Hukum pada masa lalu hanya merupakan sub sektor ekonomi, saat itu hukum  hanya berfungsi sebagai kemasan lapuk dari suatu transaksi bisnis, sehingga tidak heran kalau banyak pengusaha Indonesia yang kemudian terjebak dalam  perjanjian–perjanjian terutama dengan pihak asing, karena mereka tidak aware dengan isi perjanjian, sementara pihak asing menggunakan lawyer profesional. Di tingkat pengusaha lokal kurangnya keperdulian dan pengetahuan mereka di bidang hukum juga mengakibatkan banyak pengusaha jujur menjadi bangkrut, karena terjebak dalam rekayasa hukum. Sementara penggunaan jasa lawyer terbentur pada biaya yang cukup mahal. Dalam kasus pembentukan PT di samping memang ada pengusaha yang beritikad tidak baik, namun tidak sedikit pengusaha jujur yang membentuk PT kemudian terjebak dalam masalah hukum, karena kurangnya pemahaman terhadap peraturan UU yang berlaku. Oleh karenanya sudah saatnya bagi para pengusaha untuk lebih aware dan menambah pengetahuan mereka di bidang hukum.

Lemahnya pengawasan

Lemahnya pengawasan terhadap perjalanan usaha PT setelah pendirian adalah salah satu faktor yang perlu dicermati. Departemen Kehakiman dan HAM cq Direktorat Jenderal Administrasi Hukum Umum, hanya melakukan tugas yang bersifat administrasi formal. Pengesahan dan pelaporan pendirian PT dan amendemennya sebatas hanya pengawasan terhadap pemenuhan persyaratan formal, sedangkan secara material isi akte hampir-hampir tidak tersentuh. Instansi pemberi ijin usaha yang seharusnya juga melakukan pengawasan intensif juga tidak melakukan secara kontinyu dan konsisten.

Demikian juga Deperindag yang bertugas sebagai pelaksana dan pengawas pendaftaran perusahaan berdasarkan Undang–undang No. 3 tahun 1982 tentang Wajib Daftar Perusahaan, terjebak dengan clerical work pencatatan saja. Koordinasi antara DepKeh & HAM dengan instansi pemberi izin dan Deperindag seharusnya dilakukan secara terus menerus dan pro aktif. Sistem koordinasi pengawasan harus dibentuk sesegera mungkin, sebagai bagian dari tata kelola perusahaan yang baik dan manajemen resiko.

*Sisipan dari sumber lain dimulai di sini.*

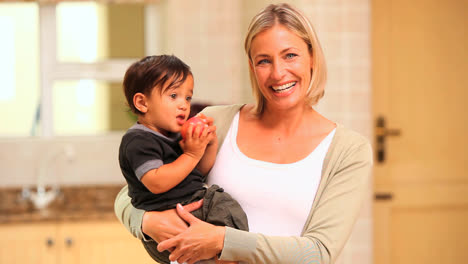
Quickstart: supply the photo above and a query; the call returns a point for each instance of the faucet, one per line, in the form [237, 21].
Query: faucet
[42, 197]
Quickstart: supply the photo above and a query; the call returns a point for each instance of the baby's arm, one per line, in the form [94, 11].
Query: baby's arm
[167, 176]
[208, 159]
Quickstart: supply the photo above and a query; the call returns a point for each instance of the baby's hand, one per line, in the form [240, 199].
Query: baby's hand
[211, 128]
[196, 140]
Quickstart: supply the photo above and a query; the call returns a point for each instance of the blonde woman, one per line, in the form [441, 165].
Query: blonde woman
[300, 177]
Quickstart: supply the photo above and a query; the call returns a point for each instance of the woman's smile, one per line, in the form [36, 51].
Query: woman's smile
[283, 88]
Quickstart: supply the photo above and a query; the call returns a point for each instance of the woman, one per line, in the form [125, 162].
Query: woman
[300, 177]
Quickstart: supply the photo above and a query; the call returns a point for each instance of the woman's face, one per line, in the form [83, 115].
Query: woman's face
[282, 65]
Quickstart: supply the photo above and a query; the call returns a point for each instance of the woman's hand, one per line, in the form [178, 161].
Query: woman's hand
[166, 224]
[200, 241]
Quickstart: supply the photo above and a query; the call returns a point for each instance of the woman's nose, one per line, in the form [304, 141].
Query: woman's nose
[278, 70]
[183, 106]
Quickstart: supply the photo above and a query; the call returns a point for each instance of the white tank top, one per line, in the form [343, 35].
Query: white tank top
[276, 197]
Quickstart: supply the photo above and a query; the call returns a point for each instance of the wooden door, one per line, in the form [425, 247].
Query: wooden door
[28, 243]
[420, 72]
[99, 242]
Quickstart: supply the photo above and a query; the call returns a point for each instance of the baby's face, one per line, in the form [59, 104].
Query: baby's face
[168, 111]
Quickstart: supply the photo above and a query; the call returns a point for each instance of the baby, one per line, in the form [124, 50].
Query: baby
[162, 169]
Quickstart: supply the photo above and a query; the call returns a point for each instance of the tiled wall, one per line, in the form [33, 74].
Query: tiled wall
[209, 37]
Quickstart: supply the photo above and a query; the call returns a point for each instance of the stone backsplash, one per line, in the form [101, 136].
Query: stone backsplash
[74, 203]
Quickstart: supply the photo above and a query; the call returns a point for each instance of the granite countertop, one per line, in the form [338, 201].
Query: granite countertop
[74, 203]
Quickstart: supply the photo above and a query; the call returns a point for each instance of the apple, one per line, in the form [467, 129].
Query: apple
[196, 120]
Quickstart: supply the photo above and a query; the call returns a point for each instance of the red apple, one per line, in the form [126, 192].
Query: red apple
[196, 120]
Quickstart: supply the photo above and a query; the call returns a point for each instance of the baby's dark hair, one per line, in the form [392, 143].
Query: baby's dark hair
[151, 71]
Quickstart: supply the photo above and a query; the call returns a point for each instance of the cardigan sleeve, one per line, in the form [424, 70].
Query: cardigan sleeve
[329, 224]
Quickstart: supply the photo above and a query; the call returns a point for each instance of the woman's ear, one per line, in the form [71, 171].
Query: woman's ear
[250, 62]
[311, 62]
[139, 101]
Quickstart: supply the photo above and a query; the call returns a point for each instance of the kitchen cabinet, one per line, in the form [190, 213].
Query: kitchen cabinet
[103, 242]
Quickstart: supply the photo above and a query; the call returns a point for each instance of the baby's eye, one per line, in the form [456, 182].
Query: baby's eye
[290, 55]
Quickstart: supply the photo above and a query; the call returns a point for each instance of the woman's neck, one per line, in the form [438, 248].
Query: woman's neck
[287, 122]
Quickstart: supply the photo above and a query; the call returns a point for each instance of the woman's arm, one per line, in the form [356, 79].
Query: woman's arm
[329, 225]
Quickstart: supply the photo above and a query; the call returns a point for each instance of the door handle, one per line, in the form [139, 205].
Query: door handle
[381, 133]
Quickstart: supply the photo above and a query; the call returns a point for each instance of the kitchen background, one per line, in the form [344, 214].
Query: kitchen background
[62, 63]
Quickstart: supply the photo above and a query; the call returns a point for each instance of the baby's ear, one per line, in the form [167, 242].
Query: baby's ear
[139, 100]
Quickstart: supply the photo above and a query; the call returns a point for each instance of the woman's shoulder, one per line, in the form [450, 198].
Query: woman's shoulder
[222, 109]
[346, 138]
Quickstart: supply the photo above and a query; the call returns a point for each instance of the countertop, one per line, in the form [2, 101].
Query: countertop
[74, 203]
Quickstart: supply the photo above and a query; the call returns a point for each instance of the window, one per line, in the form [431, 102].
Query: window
[62, 73]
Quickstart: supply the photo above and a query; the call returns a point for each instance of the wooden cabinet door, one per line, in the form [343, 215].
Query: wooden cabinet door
[28, 243]
[420, 63]
[99, 242]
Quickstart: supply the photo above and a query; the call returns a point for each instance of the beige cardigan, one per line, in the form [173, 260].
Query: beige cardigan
[342, 189]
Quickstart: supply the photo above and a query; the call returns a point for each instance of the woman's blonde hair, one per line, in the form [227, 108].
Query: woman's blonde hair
[294, 20]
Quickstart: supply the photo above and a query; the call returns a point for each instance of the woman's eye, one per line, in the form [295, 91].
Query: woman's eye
[290, 55]
[264, 61]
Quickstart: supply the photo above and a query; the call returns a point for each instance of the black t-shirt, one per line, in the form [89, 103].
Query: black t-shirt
[142, 150]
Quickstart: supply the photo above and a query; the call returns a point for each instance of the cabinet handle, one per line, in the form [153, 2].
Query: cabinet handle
[383, 196]
[49, 242]
[69, 241]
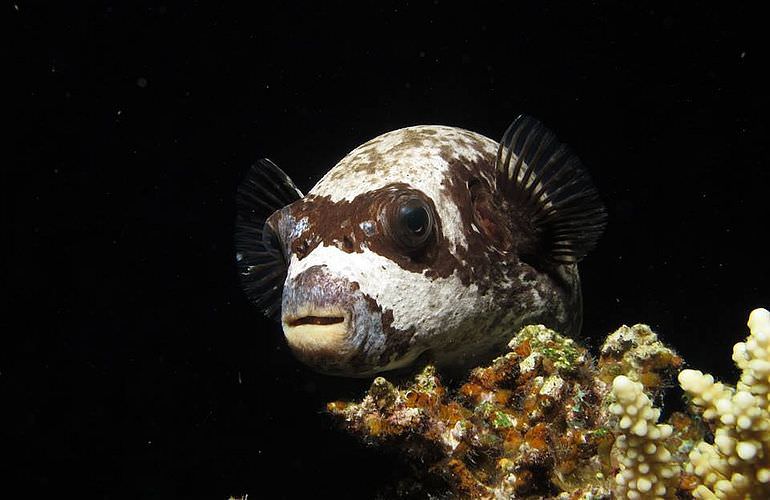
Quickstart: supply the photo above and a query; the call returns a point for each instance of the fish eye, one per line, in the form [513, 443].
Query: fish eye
[415, 218]
[411, 224]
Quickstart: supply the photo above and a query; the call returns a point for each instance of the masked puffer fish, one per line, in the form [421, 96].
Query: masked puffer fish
[427, 240]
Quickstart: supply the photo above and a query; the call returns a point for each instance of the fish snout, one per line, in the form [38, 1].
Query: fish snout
[318, 319]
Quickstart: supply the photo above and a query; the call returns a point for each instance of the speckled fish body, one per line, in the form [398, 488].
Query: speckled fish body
[425, 241]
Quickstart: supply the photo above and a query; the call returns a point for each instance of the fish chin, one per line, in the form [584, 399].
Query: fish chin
[328, 323]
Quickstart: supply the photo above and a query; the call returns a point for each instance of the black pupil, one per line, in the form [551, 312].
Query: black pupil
[415, 218]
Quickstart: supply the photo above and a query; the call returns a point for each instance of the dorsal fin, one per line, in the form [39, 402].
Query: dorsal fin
[547, 184]
[261, 264]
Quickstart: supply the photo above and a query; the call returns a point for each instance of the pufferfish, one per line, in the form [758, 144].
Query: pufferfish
[425, 242]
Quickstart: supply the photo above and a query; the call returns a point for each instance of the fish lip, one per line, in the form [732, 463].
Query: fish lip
[316, 333]
[318, 320]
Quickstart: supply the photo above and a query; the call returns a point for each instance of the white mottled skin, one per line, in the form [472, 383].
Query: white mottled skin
[421, 167]
[429, 304]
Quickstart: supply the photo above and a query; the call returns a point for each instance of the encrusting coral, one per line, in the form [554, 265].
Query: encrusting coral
[546, 420]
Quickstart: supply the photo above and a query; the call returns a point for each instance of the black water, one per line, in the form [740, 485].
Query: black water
[131, 366]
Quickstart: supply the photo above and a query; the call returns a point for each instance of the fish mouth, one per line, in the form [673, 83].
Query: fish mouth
[317, 332]
[316, 320]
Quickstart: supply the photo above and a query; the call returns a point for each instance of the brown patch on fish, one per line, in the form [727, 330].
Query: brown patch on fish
[345, 232]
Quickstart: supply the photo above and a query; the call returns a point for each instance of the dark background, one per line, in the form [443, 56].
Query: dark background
[131, 364]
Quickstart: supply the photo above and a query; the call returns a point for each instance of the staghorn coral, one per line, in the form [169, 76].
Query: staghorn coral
[532, 424]
[640, 449]
[737, 464]
[546, 420]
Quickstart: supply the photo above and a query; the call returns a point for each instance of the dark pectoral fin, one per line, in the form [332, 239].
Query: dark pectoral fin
[259, 254]
[548, 187]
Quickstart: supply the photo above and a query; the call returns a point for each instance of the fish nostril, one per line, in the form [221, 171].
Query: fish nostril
[316, 320]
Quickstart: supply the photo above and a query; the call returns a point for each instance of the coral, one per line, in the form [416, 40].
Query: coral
[547, 420]
[640, 448]
[737, 464]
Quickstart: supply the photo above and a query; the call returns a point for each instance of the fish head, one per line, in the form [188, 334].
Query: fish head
[377, 252]
[409, 244]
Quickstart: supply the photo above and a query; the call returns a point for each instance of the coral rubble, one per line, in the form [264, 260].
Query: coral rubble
[547, 420]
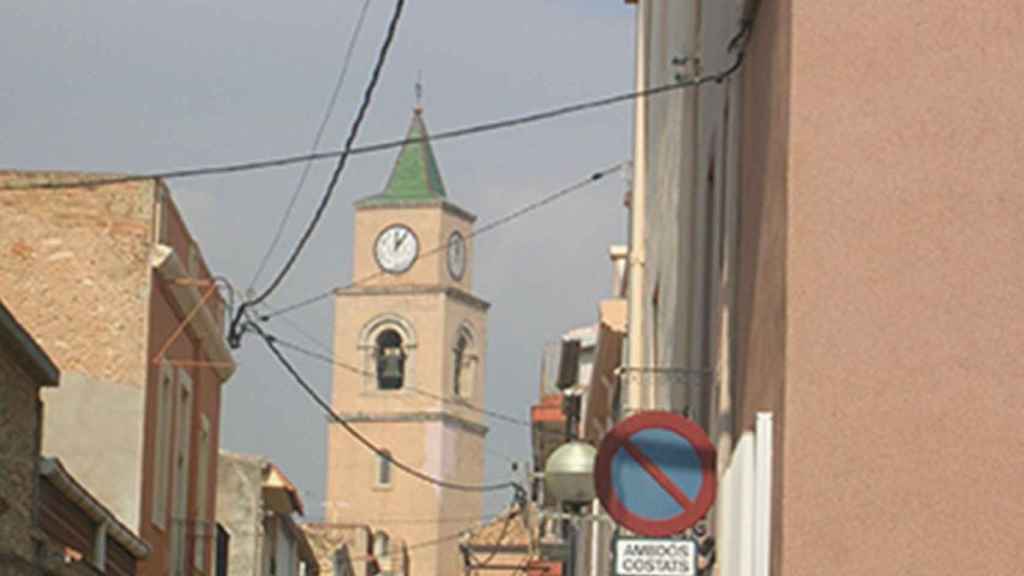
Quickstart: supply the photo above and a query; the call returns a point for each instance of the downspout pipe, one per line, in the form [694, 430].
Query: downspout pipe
[633, 400]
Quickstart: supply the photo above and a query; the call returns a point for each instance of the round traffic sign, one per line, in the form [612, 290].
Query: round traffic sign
[655, 474]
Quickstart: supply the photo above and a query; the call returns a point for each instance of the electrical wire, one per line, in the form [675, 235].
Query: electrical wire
[369, 149]
[458, 402]
[346, 62]
[335, 176]
[441, 247]
[271, 343]
[360, 372]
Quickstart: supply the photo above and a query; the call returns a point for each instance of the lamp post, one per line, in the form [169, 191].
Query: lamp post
[568, 474]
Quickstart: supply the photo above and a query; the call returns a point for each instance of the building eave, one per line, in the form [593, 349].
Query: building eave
[53, 470]
[33, 359]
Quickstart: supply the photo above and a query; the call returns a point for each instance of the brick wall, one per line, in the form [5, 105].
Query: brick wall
[74, 268]
[19, 420]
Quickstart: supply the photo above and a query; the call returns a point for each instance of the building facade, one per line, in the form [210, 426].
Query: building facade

Di bidang law enforcement, pembuktian terhadap piercing the corporate veil memang harus komprehensif, tidak hanya menggunakan laporan keuangan, tetapi juga dukungan bukti formal dan materiil dari instansi pemerintah yang terkait dengan pendirian dan izin usaha PT. Dengan demikian tata kelola perusahaan yang baik (good corporate governance) dan manajemen resiko bukan sekadar alat promosi perusahaan, tetapi harus menjadi komitmen dunia usaha dalam mempersiapkan diri menghadapi pasar bebas tidak lama lagi.

Dr. Rudi Agustian Hassim, S.H., M.H.